Labor Pains: Because Being in a Union can be Painful

Transparency: Who Needs It?

Bigwigs past and present from the Department of Labor are coming out against a proposal from Congress that would cut the budget of the Department’s Office of Labor-Management Standards, the sole agency in the department charged with protecting union members against union leaders. It’s the transparency required by OLMS that makes the Union Facts database of union expenditures (including salaries and political spending) possible. As Diana Furchtgott-Roth, former chief economist at DOL, wrote yesterday:

Although the president wants to increase the budget of OLMS by $9 million to $57 million, the Democrats’ bill would cut this appropriation by $2 million, or 4%, from the 2007 level of $48 million.In contrast, the Democrats who shaped the bill in the Appropriations Committee would increase spending for all other oversight offices in the Labor Department — including those monitoring mines, occupational safety, wages and overtime, and employee pensions …

It’s not that Congress is cutting OLMS as a sign of new-found frugality. The committee would give the Labor Department $935 million more than the president requested.

Earlier this week, Labor Secretary Elaine Chao wrote a little reminder to Americans of how little transparency actually costs:

The AFL-CIO claimed that it would cost unions “more than $1 billion” and the AFL-CIO alone would spend $1 million to comply. In fact, filling out the new disclosure form cost the AFL-CIO $54,150.Unions had $22 billion in assets in 2005 – riches built on the dues deducted from the paychecks of union members. Union members are entitled to know where their money is going. Congress is all for boosting the Securities and Exchange Commission’s budget so it can ride herd on businesses.

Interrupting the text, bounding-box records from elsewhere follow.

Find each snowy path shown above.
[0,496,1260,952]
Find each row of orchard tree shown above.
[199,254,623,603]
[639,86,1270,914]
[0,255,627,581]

But OLMS – the unions’ equivalent of the SEC – is on the chopping block. Every other Department of Labor enforcement agency – all targeted at businesses – is getting a budget increase. Less than one-tenth of 1 percent of the department’s budget goes to OLMS, the one federal entity charged with protecting union members from corruption, and it is the one singled out for budget cuts.

UPDATE: The good guys lost this round.